The top cross bar 23 is provided with a transverse groove 24, and the second horizontal sliding block of the probe mounting assembly 4 extends into the transverse groove 24 to be matched with the transverse groove 24. The arc-shaped frame 3 is arc-shaped, and the central angle of the arc is 100 degrees to 140 degrees, such as 100 degrees, 110 degrees, 120 degrees or 140 degrees. The arc-shaped frame 3 is not arranged to be semicircular, but the arc-shaped angle is reduced as much as possible under the condition of meeting the use, so that the weight of the arc-shaped frame 3 can be reduced, and deformation caused by overweight of the arc-shaped frame 3 is prevented. The bottom horizontal mounting blocks 13 and/or the vertical slide blocks 15 and/or the fixing rings 22 and/or the top cross bars 23 and/or the arc-shaped frame 3 are engraved with scale lines or form scale line protrusions.

With the above-described preferred embodiments according to the present application as a teaching, the worker skilled in the art could make various changes and modifications without departing from the scope of the technical idea of the present application. The technical scope of the present application is not limited to the contents of the specification, and must be determined according to the scope of claims.

Claims (8)

1. A brain stereotactic machine locking mechanism, comprising:

The circular arc block (222) is hinged on the circular ring (221);

A locking block (223) fixed on the circular ring (221) for locking the circular arc block (222), the locking block (223) comprising: an outer case (2231) having an inner cavity, a first sliding block (2232) provided in the outer case (2231) and capable of sliding, a locking screw (2236) provided on the outer case (2231), a locking lever (2233) provided on the first sliding block (2232), a first spring (2235) driving the first sliding block (2232) to return, a second spring (2234) driving the locking lever (2233) to return, and a circular arc block (222) can be kept in a locked state after the locking lever (2233) returns, and the locking screw (2236) can be tightened at this time to lock the first sliding block (2232) from moving.
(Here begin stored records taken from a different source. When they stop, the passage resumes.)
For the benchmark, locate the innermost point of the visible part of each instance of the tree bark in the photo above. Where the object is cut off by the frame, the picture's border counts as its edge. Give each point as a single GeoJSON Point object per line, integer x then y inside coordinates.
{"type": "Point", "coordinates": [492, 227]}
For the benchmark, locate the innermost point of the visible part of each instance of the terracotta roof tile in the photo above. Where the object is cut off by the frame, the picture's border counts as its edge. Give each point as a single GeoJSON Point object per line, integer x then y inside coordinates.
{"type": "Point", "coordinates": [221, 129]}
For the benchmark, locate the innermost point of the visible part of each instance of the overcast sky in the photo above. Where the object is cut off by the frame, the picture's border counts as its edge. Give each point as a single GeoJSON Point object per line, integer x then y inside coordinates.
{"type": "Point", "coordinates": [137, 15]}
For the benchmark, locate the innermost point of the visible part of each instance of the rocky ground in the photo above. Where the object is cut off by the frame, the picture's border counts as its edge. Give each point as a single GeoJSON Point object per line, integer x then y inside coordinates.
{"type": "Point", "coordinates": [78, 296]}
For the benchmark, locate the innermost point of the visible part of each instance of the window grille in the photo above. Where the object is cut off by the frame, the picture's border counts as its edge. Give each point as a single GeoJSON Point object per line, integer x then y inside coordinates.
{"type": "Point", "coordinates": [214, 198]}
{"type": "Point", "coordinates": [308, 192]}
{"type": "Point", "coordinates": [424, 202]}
2. The brain stereotactic machine locking mechanism of claim 1, wherein said ring (221) comprises a full ring portion (2211) and a half ring portion (2212), said half ring portion (2212) being capable of forming a circle with the circular arc piece (222), said full ring being formed when the circular arc piece (222) is locked.

3. The brain stereotactic machine locking mechanism according to claim 1, wherein the end of the circular arc block (222) is provided with a projection (2220) to cooperate with a locking rod (2233), and the locking rod (2233) extends below the projection (2220) to abut against the projection (2220).

4. A brain stereotactic machine locking mechanism as claimed in claim 3, wherein said locking bar (2233) has a first inclined surface (2237) and said projection (2220) has a second inclined surface (2221) thereon which mates with said first inclined surface (2237).

5. The brain stereotactic machine locking mechanism according to claim 1, wherein the front end (2238) of the locking screw (2236) is a conical surface, and a third inclined surface (2239) which is matched with the conical surface of the front end (2238) of the locking screw (2236) is arranged on the first sliding block (2232).

6. The brain stereotactic machine locking mechanism of claim 1, wherein one end of said locking bar (2233) is a handle to facilitate pulling to said locking bar (2233).

7. The brain stereotactic machine locking mechanism of claim 1, wherein said outer housing (2231) is fixed by screws.

8. The brain stereotactic machine locking mechanism according to claim 1, wherein the first spring (2235) is a cylindrical spring sleeved on the slide rod, and two ends of the first spring (2235) are respectively abutted against the inner wall of the outer shell (2231) and the first sliding block (2232).